Child Tax Credit: Even if your child was born later in the year, you can still claim the $1,000 Child Tax Credit. As with any credit, it phases out as income increases, and disappears altogether at over $110,000 for married filing jointly, and at $75,000 for single head of household taxpayers.
Low-income parents may receive a refund if the amount of the credit exceeds their overall income tax liability.
Adoption Credit: If you adopted a child, you can offset the adoption costs by up to $13,190.00 as of 2014. If you adopted a child with special needs, you can claim the full credit amount, even if the actual adoption itself cost less.
As with any tax credit, the Adoption Credit phases out and will disappear altogether as income rises.
Earned Income Credit: This credit will benefit you if you are in the low-income range.
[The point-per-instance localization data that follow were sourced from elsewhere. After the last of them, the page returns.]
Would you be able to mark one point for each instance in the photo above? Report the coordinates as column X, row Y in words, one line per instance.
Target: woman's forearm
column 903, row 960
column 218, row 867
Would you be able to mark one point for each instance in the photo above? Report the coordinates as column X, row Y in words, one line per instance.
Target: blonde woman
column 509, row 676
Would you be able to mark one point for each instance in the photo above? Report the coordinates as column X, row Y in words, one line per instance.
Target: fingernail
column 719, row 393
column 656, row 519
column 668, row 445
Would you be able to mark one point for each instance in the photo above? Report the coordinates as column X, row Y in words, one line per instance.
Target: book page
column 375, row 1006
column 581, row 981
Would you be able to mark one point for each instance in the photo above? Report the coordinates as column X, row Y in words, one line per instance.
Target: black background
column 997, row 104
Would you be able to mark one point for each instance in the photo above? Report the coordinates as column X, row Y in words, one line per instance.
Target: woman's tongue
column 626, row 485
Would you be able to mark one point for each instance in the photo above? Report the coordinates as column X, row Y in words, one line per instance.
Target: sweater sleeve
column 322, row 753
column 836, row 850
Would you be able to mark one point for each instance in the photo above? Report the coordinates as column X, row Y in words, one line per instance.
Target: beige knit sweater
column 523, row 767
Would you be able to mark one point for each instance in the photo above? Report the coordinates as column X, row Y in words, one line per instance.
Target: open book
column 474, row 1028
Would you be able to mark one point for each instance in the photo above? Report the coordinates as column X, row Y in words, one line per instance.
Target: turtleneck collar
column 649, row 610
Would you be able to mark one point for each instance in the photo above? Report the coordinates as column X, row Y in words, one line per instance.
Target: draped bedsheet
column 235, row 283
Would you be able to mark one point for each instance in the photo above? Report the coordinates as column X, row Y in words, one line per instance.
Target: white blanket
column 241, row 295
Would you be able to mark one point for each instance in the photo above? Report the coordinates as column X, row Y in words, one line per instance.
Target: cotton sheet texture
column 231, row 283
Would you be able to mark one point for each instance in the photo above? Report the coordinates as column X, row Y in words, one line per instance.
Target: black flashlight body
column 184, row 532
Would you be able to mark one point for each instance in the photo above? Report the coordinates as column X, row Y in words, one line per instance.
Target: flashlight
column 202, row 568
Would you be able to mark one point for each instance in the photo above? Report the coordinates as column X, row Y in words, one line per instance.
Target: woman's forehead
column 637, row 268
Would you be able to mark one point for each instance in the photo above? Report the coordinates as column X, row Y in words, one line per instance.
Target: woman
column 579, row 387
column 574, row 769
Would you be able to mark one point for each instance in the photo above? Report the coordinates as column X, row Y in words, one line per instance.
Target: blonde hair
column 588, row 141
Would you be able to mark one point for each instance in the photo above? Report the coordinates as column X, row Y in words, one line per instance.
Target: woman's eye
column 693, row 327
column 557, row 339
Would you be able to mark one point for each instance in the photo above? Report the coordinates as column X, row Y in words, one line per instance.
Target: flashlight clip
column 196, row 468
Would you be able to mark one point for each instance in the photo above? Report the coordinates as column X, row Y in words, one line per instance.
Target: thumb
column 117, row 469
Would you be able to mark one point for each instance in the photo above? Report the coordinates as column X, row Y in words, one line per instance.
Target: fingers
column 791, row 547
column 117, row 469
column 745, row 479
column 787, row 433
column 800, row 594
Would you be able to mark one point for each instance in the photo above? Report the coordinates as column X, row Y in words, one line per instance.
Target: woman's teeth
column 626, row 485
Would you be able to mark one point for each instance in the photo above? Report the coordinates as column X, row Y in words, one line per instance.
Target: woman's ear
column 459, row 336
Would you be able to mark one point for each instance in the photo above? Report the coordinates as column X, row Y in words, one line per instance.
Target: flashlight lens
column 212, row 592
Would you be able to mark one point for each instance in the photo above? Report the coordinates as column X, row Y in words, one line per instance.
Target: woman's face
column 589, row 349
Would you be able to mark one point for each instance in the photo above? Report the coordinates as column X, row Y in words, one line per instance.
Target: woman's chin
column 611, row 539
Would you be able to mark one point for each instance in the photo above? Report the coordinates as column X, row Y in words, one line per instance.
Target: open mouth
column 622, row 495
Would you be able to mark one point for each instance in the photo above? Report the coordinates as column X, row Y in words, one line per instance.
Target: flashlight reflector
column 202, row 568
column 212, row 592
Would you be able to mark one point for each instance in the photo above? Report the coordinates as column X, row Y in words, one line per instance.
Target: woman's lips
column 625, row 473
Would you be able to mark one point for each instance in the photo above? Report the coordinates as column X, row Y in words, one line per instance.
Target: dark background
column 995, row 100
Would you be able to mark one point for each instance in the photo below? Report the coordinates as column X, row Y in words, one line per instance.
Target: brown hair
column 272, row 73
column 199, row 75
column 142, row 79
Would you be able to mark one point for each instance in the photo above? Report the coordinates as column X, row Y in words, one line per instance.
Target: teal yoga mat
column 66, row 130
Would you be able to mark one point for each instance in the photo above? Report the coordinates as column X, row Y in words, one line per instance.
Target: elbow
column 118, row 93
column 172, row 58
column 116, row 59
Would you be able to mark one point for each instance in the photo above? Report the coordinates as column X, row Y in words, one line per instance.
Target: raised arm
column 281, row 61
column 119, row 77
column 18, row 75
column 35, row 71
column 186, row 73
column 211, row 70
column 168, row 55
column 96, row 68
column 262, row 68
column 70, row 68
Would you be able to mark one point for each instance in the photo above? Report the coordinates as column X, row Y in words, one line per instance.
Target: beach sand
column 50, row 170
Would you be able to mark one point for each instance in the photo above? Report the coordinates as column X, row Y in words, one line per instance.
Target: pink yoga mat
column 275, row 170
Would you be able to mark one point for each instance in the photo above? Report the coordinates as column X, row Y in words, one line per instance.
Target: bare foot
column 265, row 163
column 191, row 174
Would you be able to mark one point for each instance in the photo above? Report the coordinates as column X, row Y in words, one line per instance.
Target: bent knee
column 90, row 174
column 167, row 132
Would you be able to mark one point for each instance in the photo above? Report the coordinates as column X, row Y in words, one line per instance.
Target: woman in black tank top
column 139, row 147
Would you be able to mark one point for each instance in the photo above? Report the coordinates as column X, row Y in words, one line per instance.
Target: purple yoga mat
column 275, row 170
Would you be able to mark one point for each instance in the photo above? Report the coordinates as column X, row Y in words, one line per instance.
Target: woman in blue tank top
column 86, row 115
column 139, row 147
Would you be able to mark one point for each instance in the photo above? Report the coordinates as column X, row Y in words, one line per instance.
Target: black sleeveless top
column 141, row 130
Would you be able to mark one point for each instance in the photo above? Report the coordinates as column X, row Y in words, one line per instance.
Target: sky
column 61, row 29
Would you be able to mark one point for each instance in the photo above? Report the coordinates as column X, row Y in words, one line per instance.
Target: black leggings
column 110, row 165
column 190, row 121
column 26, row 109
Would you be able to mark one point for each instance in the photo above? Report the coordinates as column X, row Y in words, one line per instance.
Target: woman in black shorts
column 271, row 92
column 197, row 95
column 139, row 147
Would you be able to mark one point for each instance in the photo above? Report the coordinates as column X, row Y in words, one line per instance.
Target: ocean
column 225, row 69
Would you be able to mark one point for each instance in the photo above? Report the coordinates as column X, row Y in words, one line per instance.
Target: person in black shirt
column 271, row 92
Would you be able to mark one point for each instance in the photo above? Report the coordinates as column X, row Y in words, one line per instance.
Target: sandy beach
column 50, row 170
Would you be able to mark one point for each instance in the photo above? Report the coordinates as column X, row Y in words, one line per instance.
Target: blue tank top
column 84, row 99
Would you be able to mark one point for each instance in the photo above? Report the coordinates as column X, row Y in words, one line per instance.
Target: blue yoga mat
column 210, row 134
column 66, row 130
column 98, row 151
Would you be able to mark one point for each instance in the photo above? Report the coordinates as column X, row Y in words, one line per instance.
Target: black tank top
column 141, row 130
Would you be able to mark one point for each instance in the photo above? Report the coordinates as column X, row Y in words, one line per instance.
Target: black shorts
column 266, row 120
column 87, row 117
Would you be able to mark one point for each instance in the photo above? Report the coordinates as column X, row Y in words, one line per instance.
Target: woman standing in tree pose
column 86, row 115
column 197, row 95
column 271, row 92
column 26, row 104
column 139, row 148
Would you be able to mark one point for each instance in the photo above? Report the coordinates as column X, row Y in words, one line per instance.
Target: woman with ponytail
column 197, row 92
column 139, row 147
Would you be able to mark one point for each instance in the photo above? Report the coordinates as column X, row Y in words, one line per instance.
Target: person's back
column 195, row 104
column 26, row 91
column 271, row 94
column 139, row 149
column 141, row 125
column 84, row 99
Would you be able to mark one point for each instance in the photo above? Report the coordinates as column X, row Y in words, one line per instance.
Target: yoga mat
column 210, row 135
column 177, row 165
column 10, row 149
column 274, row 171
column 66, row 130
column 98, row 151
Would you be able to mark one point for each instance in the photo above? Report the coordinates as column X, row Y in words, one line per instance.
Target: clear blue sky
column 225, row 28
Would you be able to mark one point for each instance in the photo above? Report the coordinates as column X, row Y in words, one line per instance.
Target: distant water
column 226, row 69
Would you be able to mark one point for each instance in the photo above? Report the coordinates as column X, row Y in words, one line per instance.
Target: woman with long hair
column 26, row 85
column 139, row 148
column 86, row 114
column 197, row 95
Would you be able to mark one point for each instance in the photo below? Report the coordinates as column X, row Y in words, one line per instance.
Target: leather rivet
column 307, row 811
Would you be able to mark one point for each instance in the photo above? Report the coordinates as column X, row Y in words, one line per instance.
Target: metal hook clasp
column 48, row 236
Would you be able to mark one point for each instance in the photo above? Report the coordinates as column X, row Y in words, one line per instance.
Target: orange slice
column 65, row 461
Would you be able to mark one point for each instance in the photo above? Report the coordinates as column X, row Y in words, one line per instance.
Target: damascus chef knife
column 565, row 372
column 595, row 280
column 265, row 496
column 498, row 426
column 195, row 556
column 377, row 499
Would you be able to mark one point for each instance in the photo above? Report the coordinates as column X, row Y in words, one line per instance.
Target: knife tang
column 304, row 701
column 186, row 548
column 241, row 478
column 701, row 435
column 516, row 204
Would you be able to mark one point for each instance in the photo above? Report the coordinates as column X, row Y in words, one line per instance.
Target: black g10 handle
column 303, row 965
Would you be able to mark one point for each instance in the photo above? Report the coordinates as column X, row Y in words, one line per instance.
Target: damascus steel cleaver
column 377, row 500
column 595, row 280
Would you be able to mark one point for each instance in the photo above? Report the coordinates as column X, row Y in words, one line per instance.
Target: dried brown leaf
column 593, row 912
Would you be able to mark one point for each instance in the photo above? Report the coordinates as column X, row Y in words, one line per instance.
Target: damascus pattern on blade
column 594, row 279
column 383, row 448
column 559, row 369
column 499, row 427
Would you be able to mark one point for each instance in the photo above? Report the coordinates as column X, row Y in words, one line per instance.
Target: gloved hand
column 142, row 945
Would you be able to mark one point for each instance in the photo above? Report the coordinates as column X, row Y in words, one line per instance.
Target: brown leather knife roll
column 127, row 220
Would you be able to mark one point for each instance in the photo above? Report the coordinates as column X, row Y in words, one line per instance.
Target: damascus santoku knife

Based on the number of children claimed, the Earned Income Credit will phase out at different income thresholds for both married and single taxpayers. For example, in 2014 the income limit for married taxpayers with one child was $20,020 and $14,590.00 for single parents with one child.
Income tax limits change each year, so be sure to have the most current information available to you on tax day.
Child Care Credit: If you pay child care costs for one child under 13, you can earn a Child Care Credit between $600.00 and $1050.00. The credit increases to between $1200.00 and $2100.00 for two or more children under 13. The actual credit amount depends on your income and how much you pay for child care, so hang on to those child care receipts or statements. You will need them on tax day.
If your Adjusted Gross Income (AGI) is $15,000 or less, you can claim up to 35% of qualifying child care costs. As your income rises, the percentage can drop to 20% of qualifying costs.
Your Filing Status
If you are married, your filing status won’t change. If you are a single parent however, you may be eligible to file as Single Head of Household. In order to qualify, you must be paying more than half the cost of providing a home for a “qualifying person,” and your new child qualifies.
Be sure to file a new W-4 with your employer so you can claim an additional withholding allowance. Doing so will reduce the amount of tax deducted from your paycheck. If your employer offers a child care reimbursement account, also called a Flex plan, enroll as soon as you can, even if you have to wait until the next “open enrollment” period. In many cases, you can divert up to $5,000 a year into a designated account that you can later access to pay child care expenses.
However, you can’t utilize both the Flex account and the Child Care Credit, so it pays to talk to a knowledgeable tax pro about your specific concerns. They can help you determine which course of action is best for you and your family.
Welcoming a first child into your family is one of life’s most significant changes on all fronts. Adding a child to the mix will also change your personal life, finances, schedule (sleep? what’s that?) in ways you never thought possible.
The joy of welcoming a first child also carries with it new financial responsibilities and tax obligations, so having a tax pro to help you navigate your new tax obligations will get your newly expanded family off to a great start this tax year and in years to come.